Access 2016: Backup a Database

You can backup a database by selecting the Back Up Database option when doing a Save As.

It's always advisable to create regular backups of your databases. Creating a database usually takes a lot of time and effort. Imagine having to do it all over again, just because you never bothered to do backups.

But, usually more important than the database design is the data. Especially if a lot of data has been entered from various sources over a long period of time. Imagine having to tell all your users that they'll have to re-enter all their data again!

Taking a small amount of time to establish a backup strategy can go a long way to securing your database and its data.

Fortunately, Access provides an easy way to back up a database.

Create a Backup

We'll now create a backup of the Music database that we've created throughout this tutorial.

  1. Screenshot of Access.

    Go to the File Menu

    Click the File tab on the Ribbon to bring up the File menu.

  2. Screenshot of the File menu.

    Select the Backup Option

    Select Save As from the left menu.

    From the Save Database As pane, select Back Up Database and click Save As

  3. Screenshot of saving the file.

    Save the Backup File

    Name the file and select a location for the backup file, and click Save.

    Unless you've got a reason not to, it's a good idea to keep the name that Access provides. It includes the original file name, plus the date of the backup.

    This can be useful when trying to locate a suitable backup file to restore the database.

Restore the Database

You can restore a database from the backup file. Simply go into File Explorer and replace the original file with the backup file.

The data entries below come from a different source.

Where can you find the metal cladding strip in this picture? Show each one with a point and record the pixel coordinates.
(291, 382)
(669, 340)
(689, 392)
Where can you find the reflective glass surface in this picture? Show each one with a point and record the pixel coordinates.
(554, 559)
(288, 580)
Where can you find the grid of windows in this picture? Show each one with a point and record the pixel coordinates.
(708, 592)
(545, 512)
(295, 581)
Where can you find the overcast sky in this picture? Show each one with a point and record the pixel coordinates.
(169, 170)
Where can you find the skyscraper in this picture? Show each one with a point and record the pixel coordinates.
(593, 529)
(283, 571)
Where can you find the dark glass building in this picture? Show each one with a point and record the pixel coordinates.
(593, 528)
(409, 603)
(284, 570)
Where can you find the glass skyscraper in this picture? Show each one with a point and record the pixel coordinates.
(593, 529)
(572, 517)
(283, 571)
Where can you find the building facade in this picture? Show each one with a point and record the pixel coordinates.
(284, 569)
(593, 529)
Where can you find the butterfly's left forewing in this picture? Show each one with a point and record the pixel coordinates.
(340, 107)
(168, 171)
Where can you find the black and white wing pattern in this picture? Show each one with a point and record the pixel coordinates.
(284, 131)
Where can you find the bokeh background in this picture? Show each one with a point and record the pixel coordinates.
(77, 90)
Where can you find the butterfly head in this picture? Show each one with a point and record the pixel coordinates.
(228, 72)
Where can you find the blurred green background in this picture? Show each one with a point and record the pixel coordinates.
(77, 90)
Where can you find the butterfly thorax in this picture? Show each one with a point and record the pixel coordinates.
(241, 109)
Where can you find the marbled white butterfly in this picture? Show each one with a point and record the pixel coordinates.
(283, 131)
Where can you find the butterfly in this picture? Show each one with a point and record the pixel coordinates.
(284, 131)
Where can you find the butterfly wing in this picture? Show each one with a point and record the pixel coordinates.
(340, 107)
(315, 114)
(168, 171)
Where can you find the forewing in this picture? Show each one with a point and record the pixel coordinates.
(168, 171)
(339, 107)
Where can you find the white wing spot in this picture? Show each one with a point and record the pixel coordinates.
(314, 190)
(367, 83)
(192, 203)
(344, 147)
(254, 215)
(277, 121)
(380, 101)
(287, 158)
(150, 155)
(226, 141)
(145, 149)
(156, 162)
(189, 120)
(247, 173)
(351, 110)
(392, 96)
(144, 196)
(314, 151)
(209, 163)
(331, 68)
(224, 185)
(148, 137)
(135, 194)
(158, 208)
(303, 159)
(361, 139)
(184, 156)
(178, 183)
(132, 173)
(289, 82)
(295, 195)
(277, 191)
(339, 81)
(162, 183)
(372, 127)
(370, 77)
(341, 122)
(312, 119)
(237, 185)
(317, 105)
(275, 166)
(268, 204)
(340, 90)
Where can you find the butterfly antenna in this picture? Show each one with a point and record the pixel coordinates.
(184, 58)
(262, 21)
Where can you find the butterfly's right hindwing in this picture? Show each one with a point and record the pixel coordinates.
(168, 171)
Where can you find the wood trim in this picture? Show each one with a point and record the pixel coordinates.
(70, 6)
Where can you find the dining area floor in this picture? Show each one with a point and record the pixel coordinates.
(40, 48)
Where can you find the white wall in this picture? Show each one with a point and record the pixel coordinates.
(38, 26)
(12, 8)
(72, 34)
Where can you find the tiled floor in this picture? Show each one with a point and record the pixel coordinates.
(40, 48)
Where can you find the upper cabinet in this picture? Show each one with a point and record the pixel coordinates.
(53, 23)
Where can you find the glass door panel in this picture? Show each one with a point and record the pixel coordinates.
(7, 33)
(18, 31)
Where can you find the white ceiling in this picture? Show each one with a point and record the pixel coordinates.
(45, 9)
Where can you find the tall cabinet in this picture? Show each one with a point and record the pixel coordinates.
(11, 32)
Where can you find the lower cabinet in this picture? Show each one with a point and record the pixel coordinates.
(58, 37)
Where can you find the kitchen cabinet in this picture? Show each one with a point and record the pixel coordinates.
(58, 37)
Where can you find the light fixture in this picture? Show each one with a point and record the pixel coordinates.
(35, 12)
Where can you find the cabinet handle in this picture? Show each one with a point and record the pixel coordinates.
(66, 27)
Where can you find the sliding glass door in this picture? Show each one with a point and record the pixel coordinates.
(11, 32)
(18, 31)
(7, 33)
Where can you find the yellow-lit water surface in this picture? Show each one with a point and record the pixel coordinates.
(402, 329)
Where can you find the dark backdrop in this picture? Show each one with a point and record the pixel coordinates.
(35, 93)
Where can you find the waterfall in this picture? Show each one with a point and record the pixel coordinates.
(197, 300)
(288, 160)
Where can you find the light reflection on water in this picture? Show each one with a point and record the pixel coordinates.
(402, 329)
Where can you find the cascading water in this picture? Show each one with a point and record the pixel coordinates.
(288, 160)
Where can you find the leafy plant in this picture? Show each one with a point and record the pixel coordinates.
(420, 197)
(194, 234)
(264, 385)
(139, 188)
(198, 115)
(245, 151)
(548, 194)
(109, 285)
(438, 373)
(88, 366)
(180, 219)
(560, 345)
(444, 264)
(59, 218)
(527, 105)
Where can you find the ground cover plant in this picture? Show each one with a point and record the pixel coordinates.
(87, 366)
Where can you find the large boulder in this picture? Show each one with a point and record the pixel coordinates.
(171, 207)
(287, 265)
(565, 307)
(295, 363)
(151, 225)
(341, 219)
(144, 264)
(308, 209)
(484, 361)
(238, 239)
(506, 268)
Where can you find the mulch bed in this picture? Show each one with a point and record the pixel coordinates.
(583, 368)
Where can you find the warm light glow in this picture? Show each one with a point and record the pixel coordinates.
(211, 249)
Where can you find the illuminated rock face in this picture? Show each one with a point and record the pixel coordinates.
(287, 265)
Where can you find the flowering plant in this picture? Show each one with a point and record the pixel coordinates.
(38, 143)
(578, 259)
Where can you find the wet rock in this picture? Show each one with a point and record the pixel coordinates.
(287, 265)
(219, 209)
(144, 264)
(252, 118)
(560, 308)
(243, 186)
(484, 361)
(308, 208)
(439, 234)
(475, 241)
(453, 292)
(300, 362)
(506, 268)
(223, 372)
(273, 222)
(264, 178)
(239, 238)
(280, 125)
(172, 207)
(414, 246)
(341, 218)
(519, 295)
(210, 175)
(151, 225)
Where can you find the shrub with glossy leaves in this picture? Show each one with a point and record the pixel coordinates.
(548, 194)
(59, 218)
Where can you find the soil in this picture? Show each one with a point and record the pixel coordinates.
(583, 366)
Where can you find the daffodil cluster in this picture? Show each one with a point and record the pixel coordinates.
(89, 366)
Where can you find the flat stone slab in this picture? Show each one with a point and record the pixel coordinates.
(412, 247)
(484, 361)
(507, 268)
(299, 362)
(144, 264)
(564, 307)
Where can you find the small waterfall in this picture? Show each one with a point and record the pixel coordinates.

It's a good idea to practice restoring your database. While it's always nice to have a recent backup file sitting in a directory ready to be restored, it will be worthless if it can't be restored.

So let's try it.

  1. Screenshot of deleting all database objects from the database. Screenshot of deleting all database objects from the database. Screenshot of deleting all database objects from the database. Screenshot of deleting all database objects from the database.

    First... Mess up the Database!

    Let's make a real mess of the database. Let's delete all objects — tables, queries, forms, macros, the lot!

    Select all objects by selecting them with the Shift key pressed down. Then right-click and select Delete from the contextual menu.

    You might have to click Yes to some confirmation messages first.

  2. Screenshot of deleting all database objects from the database.

    Restore the Database

    Copy the backup file, then paste it into the directory where the database file is located.

    When prompted, click Replace the file in the destination.

    You'll probably need to rename the backup file first, so that it shares the same name as the database file it will be replacing.

    To do this, take a copy of the backup file first (still within the backup directory). Then rename it (in our case, to Music.accdb). Then move it to its final destination, where it will replace the original file.

  3. Screenshot of the restored database.

    Open the Database

    Now you can open the database to see if it worked.